Off she goes, Iain Oughtred's slightly foreshortened Penny Fee, at 15ft. Sails by Jeckells, spars by the wonderful Jeremy Freeland at Collars. The rest by Messrs Burke and Morgan (that's Jonny by the way...)

Tuesday, 5 April 2011

Last of the Summer Wine (or Paradise Found)

It does seem - in answer to Doryman's comment - that all we do up here is mess about on the water, or at least in small boats. There's Chris beavering away in his shed, stitching or gluing ply together exquisitely (which he says he dislikes) in the joyous anticipation of spending hours laying down possibly the most perfect varnish known to man. And Topher, skiffologist of repute, engineer, boat builder, mathematician, inventor for whom no old solution to a problem is too sacrosanct to try and improve upon (swivelling kabes on turned ebony thole pins springs to mind).

"Oh no, Topher, not more fun..." Photo: copyright Sue 'the sew' Evans
And John, rebuilding his steel cutter with a degree of accuracy that can only come from being a naval architect, climate-change scientist, aeronautical engineer (he built a man-powered aeroplane in a previous life: Google "Airglow" if you don't believe me) and dinghy builder. Then there's Mark over on loch side who builds traditional wooden boats professionally, as does Joe (who canoes, windsurfs, skis and climbs trees for a living) and will build you a house too. Don't mention Dan who is building a 34ft schooner and who also can make you a fine piece of furniture (or weld up a trailer, or fix your land Rover, or build a house, or...)

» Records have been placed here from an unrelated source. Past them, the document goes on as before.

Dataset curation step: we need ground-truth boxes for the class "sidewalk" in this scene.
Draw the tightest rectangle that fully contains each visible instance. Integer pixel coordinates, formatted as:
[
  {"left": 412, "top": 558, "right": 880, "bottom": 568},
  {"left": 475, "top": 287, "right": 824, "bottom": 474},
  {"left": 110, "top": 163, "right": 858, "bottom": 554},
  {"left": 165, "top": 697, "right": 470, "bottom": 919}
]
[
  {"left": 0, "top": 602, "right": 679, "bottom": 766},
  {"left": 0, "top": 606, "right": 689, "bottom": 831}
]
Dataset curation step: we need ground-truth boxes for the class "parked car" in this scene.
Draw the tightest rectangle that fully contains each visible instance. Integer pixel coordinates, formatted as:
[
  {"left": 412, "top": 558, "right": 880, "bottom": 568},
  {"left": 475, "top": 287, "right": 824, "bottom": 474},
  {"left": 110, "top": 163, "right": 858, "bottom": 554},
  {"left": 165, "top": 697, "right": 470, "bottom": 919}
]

Most of us are still trying to scrape a living between having fun, but we are at a small disadvantage up here, weather-wise. You just have to be flexible enough to take your chances when you can. That means making the most of the wonderful long summer days. One day in Ffly was followed by four of gales. Not that it deterred the skiffies from taking Ulla out yesterday, into the teeth of it, and enjoying every minute I gather. Too windy for a Flying Fifteen though, so I spent the day working on the bow of the gunning punt in my shed, to the sound of Mozart...


  1. Now wait just a darn minute!
    I recognize the fellow on bow oar. How many followers does he have now? Catching on, is he? I guess that's what happens when you enlist a professional photographer.

  2. Ade - it was Sue Evans took the photo, I was 400 miles to the South at the time (Anster last year) so it would have needed an exceptionally long lens!